After publishing their work, they helped found The Clergy Project with Richard Dawkins, the atheist and evolutionary biologist, and Dan Barker, a former minister who is now a secular activist.

“I hope the blog will provide encouragement and support to people who are in the same predicament as the people in The Clergy Project,” Dennett said. “I think there are a lot of them out there.”

The blog follows the recent publication of Caught in the Pulpit: Leaving Belief Behind, Dennett and LaScola’s book based on additional research among nonbelieving clergy. In interviews with 32 men and women from Pentecostal, evangelical, mainline Protestant, Catholic, Jewish, and Mormon backgrounds, they discovered that many, like Dunphy, started wrestling with doubt in seminary.

Most said they kept quiet out of fear of disappointing others or because they didn’t have anyone to talk things through with.

“I wanted to believe in God; all those years, I wanted to,” one former Presbyterian clergywoman says in the book of her time in seminary. “I wasn’t really sure if I did or not, but I wanted to.”

LaScola was so struck by the universality of doubt among seminarians—one called it the “dirty little secret” of seminary life—that she interviewed three seminary professors about how they handle (or avoid) their students’ more probing questions about faith.

“They were accessible people, they were nice people, but they were kind of ivory towerish,” she said. “They were sensitive to their students’ plight, but firm in their role as conveying the academic information about religion.”

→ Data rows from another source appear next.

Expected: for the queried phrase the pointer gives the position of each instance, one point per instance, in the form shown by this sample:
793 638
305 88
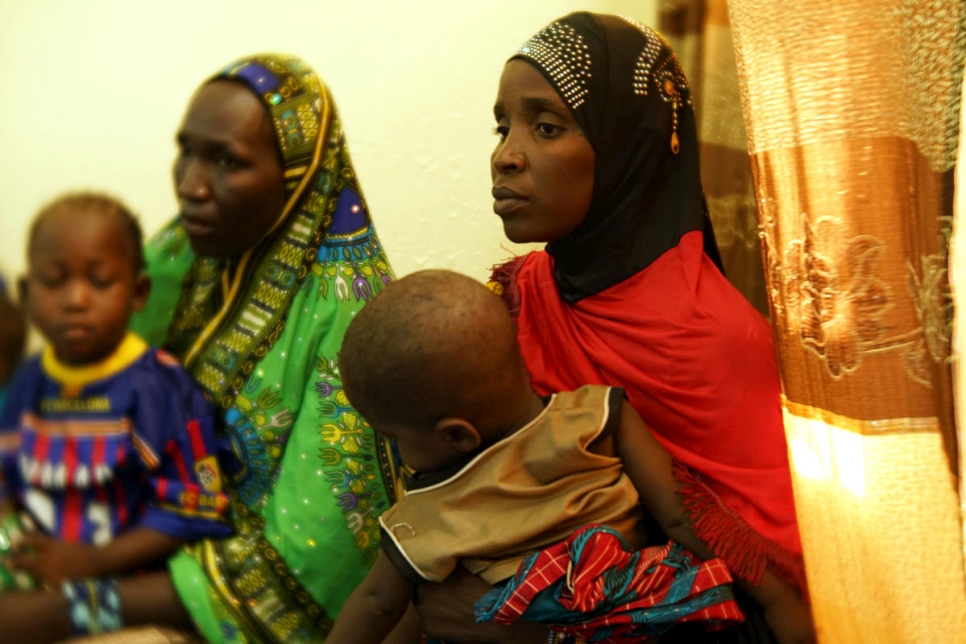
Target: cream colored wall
92 91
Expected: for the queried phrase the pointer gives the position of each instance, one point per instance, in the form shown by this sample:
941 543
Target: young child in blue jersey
105 442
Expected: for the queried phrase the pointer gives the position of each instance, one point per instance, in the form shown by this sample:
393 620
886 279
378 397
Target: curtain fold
852 117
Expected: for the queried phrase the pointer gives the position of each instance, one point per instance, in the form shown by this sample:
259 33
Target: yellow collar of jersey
130 349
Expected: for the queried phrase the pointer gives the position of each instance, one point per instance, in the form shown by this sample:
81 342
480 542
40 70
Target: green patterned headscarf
261 335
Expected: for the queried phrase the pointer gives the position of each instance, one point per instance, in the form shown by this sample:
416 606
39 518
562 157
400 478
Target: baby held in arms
541 497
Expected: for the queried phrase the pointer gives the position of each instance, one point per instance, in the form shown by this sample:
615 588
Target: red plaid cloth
592 585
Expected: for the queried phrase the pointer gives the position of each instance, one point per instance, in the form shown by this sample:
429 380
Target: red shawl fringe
746 552
503 282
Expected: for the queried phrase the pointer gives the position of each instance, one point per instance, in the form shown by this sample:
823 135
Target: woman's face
543 166
227 176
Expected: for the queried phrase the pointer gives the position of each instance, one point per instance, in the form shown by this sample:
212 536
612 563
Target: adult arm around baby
650 468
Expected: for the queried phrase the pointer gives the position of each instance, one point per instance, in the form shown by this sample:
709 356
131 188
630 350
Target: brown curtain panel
701 36
852 114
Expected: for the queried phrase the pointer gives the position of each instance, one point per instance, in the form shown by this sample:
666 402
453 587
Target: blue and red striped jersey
94 451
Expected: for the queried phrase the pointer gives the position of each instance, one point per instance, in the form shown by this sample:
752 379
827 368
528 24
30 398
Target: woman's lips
197 227
506 201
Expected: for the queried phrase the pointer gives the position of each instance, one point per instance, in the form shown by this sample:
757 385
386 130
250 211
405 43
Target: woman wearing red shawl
630 291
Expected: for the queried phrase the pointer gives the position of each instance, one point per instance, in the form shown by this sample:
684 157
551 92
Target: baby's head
432 362
84 275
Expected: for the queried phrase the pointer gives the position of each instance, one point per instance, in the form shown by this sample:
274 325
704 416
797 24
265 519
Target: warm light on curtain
852 113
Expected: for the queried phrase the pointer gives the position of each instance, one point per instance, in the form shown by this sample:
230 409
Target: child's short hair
435 344
88 201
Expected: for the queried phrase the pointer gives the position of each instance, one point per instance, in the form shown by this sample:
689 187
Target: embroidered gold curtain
852 113
700 34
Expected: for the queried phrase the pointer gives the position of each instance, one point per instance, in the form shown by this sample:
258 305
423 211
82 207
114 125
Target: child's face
81 285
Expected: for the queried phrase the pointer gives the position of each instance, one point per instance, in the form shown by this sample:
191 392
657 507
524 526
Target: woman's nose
508 156
192 181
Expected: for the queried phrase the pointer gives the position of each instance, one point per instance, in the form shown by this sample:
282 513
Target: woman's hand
446 609
53 561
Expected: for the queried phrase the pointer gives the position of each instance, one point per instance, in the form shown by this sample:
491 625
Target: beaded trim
668 76
563 54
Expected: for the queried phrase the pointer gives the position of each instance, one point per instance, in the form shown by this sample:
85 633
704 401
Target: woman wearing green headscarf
254 283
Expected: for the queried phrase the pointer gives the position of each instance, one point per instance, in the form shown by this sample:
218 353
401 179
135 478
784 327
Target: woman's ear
459 433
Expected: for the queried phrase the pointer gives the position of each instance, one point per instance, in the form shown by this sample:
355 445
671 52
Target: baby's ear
22 290
459 433
142 289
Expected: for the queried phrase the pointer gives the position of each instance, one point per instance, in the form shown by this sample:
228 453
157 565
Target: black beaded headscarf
628 93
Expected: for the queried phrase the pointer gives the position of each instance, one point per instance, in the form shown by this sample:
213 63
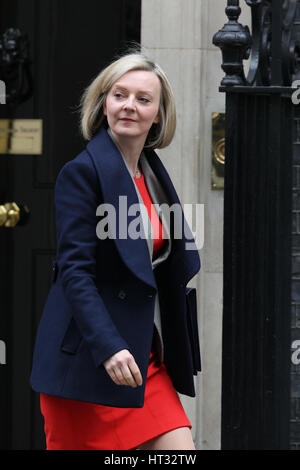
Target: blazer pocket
192 322
72 339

And once the seminarians were leading congregations, they reported even more isolation and frustration.

“You do a lot of crying,” a Mormon bishop says in the book. “You try to talk to your wife about it, but she’s still pretty orthodox, so it’s hard on her. You’re alone. You’ve got no one to talk to because you’re a bishop . . . So it tears you apart.”

Will Willimon, a former United Methodist bishop and now professor of Christian ministry at Duke Divinity School, said seminaries and religious institutions do not usually have formal programs or resources to aid those struggling with faith. As a campus minister, he has counseled seminary students deep in doubt, and as a bishop in Alabama he helped several doubting pastors leave their congregations.

He says he respects those who find the strength to raise their doubts and leave the seminary or the church if it is no longer the right place for them.

“I consider that a victory,” he said. “Better now than when you are 50 and you’ve had your first heart attack and are miserable.”

The founders of Rational Doubt hope it will alleviate some of that misery. LaScola did not want to reveal planned discussions or articles but said contributors will range from former nuns to lifelong atheists. Many will be clergy who have left the pulpit after lengthy battles with a diminishing, and ultimately extinguished, faith.

Among them will be Dunphy—a founding member of The Clergy Project and its former executive director.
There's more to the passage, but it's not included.